Zhou Xiaochuan, governor of the People's Bank of China, answers questions at a press conference for the third session of the 12th National People's Congress (NPC) on financial reform in Beijing, capital of China, March 12, 2015. (Xinhua/Cai Yang)
BEIJING, March 12 -- Speculative capital flows do exist in China but a "vast majority" of the country's cross-border capital flows are associated with normal trade and investment activities, central bank governor Zhou Xiaochuan said Thursday.
Zhou, governor of the People's Bank of China (PBOC), made the remarks at a press conference on the sidelines of the ongoing annual session of the National People's Congress, the top legislature.
It is difficult to accurately observe the amount of "hot money," or speculative capital flowing in and out of the country, but "it does exist," Zhou said.
He admitted there are capital outflows due to a lack of confidence in the economy but the number is not very large compared with the volume of normal trade and investment.
Also in response to concerns of hot money, Yi Gang, vice governor of the PBOC, said capital flows are a result of multiple factors including trade, investment and people traveling across the border.

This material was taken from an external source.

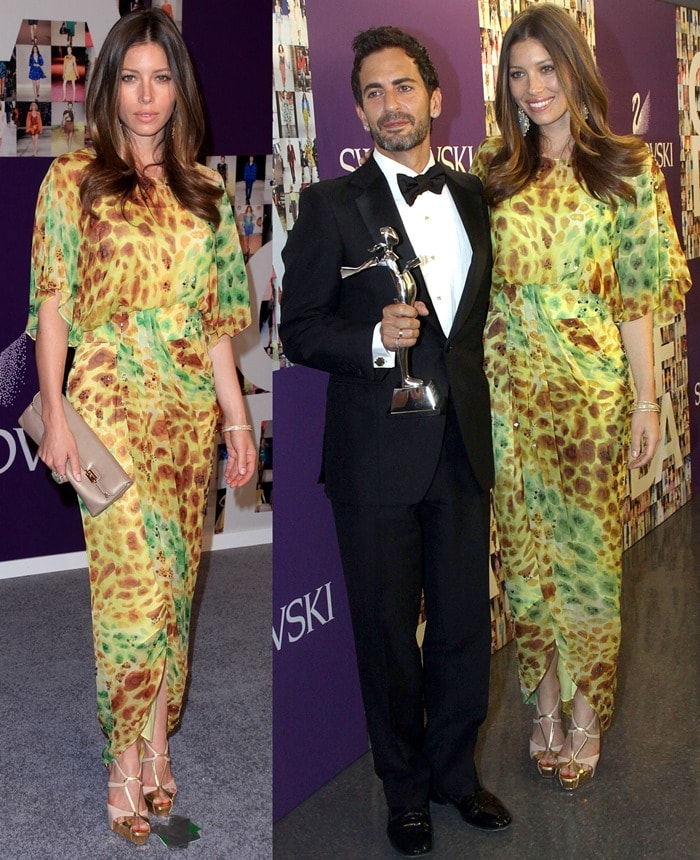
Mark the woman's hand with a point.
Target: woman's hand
(242, 457)
(646, 435)
(58, 449)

Domestic enterprises, individuals and financial institutions now tend to adjust their investment portfolios based on expectations, Yi said, noting it is reasonable and normal that they are more willing to hold foreign currencies such as the U.S. dollar under certain circumstances.
According to Yi, total U.S. dollar deposits held by domestic enterprises and individuals increased by more than 100 billion in 2014.

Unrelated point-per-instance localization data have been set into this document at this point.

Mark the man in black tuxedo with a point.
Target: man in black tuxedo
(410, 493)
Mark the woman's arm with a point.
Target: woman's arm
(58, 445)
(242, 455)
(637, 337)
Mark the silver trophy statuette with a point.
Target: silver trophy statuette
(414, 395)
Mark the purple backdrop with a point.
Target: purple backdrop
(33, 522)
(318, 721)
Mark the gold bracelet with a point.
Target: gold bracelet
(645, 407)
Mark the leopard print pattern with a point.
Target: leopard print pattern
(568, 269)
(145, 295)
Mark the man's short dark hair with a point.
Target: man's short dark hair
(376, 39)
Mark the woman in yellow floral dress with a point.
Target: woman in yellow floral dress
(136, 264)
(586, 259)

"But we are also on alert of some abnormal capital flows," Yi added.
China's capital account deficit widened sharply in the last quarter of 2014 to 91.2 billion U.S. dollars, compared with the third quarter's 9 billion dollars. The widening deficit fanned concerns of massive capital outflows from the country as economic growth slowed.
The currency also witnessed continued depreciation against the dollar in late January and early February, partly caused by quantitative easing by the European Central Bank and successive interest rate cuts in countries such as Australia, Denmark and Canada, according to experts.
Taking a question on a strong U.S. dollar and possible interest rate spike in the United States, Zhou Xiaochuan said it is "not a big threat based on current observations."
Noting that the Federal Reserve has always been "prudent" and "patient" on such decisions, Zhou said a U.S. interest rate increase, if materialized, could also be taken as a sign of a substantial recovery of the U.S. economy and a positive signal to the world economy.